The island of Ireland is a popular destination for the modern traveler. Its history, however, still poses many mysteries. Unlike its neighboring nations of England, Wales, and Scotland, Ireland’s extensive history is not celebrated as much in fiction or film. Ireland’s lore, however, remains a delightful realm of study for historical researchers.


  • Colloquy of the Ancients– A collection of Ossianic [relating to Irish legend Ossian, hero and bard of the 3rd Century A.D.] legends.
  • Fey: A person who felt unnaturally happy, without reason, in Celtic lore. This person was also destined to have bad luck.
  • Fragarach– A magical sword, also known as “Answerer,” used by Irish god Lir.
  • Onbarr– The magical horse belonging to Manaanan, son of the sea-god Lir. It could travel on land or sea.
  • Asi– King of the Golden Pillars.
  • Balor– King of the Formorians, often called “Balor of the Evil Eye.” Legend said he could destroy with just an evil look. When Balor grew old, he rigged a system of ropes and pulleys to keep the eye functional. His grandson Lugh, who was also the Sun god, caught him when his eye had drooped and killed him.
  • O’Donoghue– A spirit who lives beneath the lake waters. He rides a steed as white as the foam on the water. He gives treasures to the good, but counterfeit goods to the undeserving.
  • Aonbarr– a horse that belonged to Manaanan, son of Lir. It could gallop over land or sea, among other magical abilities.
  • Asal– The King of the Golden Pillars. He owned seven swine that could be killed and eaten, but reappear the next morning.
  • Bave– daughter of Catalin the wizard.
  • Birog– a mythical druidess of Irish legend. She used magic to unite Kian and Ethlinn.
  • Briccriu– an Ulster chieftain from the myth of Cuchulain. His surname was, “of the Poisoned Tongue.”
  • Caer– daughter of Ethal Anubal, the Prince of Danaans of Connaught. She comes from Irish myth. She lived a year in the form of a maiden, and another in the form of a swan. Angus Og fell in love with her, and as a result, transformed into a swan himself. Any who heard their love song fell into a sleep that lasted three days and nights.
  • Calatin Clan– a monster in Irish myth. The monster was created from a father and his twenty-seven sons. If grouped together, they could simply touch a mortal and he would die within nine days. Cuchulain caught 100 of the monster’s spears on his shield. The monster then threw him down. The son of an Ulster exile saved the day, and cut off the creature’s head, as Cuchulain chopped its body up.
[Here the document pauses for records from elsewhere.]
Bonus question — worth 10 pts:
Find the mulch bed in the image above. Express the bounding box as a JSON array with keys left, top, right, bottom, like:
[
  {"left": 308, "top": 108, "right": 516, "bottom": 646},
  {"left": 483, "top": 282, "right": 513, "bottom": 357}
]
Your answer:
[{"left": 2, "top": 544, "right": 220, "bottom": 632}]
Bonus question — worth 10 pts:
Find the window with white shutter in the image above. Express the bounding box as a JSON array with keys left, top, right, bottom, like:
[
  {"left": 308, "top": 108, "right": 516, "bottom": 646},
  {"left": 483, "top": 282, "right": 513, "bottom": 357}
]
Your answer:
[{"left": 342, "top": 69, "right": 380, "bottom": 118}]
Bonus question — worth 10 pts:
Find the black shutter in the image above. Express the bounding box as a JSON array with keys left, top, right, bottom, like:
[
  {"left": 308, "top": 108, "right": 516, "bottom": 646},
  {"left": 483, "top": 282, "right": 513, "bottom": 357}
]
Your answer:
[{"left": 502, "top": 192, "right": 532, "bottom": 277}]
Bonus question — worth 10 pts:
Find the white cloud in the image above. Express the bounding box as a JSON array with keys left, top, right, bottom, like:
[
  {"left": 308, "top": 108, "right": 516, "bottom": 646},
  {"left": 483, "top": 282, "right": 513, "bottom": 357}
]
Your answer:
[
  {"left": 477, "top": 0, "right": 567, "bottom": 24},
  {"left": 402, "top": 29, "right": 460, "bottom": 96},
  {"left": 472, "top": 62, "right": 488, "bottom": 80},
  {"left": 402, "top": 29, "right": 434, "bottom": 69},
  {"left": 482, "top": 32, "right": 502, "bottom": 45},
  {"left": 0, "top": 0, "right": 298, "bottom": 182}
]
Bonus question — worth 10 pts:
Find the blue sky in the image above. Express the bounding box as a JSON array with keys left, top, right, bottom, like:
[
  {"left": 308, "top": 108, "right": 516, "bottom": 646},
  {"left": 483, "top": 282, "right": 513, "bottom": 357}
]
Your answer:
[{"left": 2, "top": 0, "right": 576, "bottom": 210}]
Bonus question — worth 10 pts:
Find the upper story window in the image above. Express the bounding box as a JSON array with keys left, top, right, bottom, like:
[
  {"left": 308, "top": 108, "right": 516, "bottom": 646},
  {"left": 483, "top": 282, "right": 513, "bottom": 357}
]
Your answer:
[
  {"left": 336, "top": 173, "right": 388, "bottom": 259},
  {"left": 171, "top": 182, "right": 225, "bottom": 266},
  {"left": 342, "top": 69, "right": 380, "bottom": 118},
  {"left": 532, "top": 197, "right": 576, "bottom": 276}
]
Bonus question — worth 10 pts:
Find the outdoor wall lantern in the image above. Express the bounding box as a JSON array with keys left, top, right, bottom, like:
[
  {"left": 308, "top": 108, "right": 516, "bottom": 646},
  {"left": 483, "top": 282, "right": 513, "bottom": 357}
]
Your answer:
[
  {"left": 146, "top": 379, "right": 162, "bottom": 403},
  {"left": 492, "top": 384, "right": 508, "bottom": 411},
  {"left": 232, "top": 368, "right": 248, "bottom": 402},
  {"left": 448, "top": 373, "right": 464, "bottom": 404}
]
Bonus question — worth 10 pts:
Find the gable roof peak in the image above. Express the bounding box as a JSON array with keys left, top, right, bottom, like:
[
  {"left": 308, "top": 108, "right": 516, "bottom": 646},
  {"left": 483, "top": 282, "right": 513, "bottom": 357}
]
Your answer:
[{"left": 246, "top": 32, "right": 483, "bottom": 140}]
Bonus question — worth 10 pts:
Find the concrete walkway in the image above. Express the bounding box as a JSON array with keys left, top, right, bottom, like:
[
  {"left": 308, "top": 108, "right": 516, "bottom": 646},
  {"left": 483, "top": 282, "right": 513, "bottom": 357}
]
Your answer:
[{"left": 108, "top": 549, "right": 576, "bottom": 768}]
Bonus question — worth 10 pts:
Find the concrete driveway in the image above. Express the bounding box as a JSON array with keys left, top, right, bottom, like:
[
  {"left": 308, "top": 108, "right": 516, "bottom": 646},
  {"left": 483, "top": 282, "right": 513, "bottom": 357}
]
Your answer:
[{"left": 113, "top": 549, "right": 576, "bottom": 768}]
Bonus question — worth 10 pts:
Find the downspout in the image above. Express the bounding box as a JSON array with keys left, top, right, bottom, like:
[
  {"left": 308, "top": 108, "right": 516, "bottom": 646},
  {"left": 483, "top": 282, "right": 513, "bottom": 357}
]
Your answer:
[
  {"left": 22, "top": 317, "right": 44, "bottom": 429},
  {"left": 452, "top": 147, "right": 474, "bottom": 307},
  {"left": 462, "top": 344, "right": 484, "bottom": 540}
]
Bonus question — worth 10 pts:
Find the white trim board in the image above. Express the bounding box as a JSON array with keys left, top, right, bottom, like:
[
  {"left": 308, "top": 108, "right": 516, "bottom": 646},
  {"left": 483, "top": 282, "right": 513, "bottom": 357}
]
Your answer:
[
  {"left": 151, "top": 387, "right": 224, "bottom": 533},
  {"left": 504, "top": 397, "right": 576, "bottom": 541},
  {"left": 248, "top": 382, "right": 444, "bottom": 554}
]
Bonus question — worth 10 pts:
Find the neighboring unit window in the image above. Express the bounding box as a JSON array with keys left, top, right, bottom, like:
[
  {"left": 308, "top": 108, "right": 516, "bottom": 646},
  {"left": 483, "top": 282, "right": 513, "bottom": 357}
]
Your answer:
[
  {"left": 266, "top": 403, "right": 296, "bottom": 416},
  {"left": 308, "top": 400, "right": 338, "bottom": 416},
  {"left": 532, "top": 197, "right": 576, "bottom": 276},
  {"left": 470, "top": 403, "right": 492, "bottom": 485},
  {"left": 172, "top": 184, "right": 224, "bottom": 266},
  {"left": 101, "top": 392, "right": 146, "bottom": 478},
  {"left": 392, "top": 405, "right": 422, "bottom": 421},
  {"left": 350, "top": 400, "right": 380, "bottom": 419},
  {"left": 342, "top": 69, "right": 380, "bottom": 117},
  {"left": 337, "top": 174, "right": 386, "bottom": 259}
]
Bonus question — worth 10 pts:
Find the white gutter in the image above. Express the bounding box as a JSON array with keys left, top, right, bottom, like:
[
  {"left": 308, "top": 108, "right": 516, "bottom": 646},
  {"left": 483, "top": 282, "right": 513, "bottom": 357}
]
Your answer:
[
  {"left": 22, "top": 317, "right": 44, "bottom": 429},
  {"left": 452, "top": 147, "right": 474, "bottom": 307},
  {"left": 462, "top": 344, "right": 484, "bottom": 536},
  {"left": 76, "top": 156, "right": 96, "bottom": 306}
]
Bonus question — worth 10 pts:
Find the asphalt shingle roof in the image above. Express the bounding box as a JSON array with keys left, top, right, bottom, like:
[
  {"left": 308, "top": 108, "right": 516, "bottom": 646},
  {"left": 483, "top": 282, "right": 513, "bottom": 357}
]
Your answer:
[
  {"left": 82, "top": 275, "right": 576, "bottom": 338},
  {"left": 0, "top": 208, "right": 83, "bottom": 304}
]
Proverbs, History, and Sayings:


  • It is extremely unlucky for a woman to cross paths with a “love talker.” This is actually Gancanagh, a male fairy who seduces women.
  • Bury a murdered man’s boots and he will haunt the vicinity.
  • Saint’s Island, on the western side of Lough Ree, has an old Augustinian Priory with an ancient cemetery. This contained an ancient black flagstone called the, “Revealer of Truth.” Anyone suspected of wrongdoing was brought here to stand trial. If the suspect lied, the stone would mark him and his kin for seven generations. If no mark appeared, he was innocent.
  • Caius Julius Solinus stated there were no bees in Ireland. That if soil was taken from Ireland and strewn around hives elsewhere, the bees would abandon the hive.
  • The Monastery of St. Gall had an ancient manuscript, from the eighth or ninth century, listing the magical formula for healing some diseases and preserving butter, in the name of the Irish god Diancecht.
  • Earl Gerald Desmond- Earl of Desmond. Desmond is often called the” 16th” however there is no such generation for that earldom. Earl Desmond was the 15th, and had a peculiar life. He was called the, “Great Earl,” because many believed he was a magician. His castle was on Lough Gur, in the county of Limerick. He adored his bride, and couldn’t deny her anything. One day, she demanded to know the mystical secret known as Black Cat. He tried to dissuade her, and said she would have to witness many terrible things. She wouldn’t change her mind. She swore to be silent during the ritual, or may her beautiful castle sink to the bottom of Lough Gur. Her husband was correct. She was steadfast, but not as brave as she thought. She eventually screamed, and the castle plummeted to the bottom of the lake, where it remains today.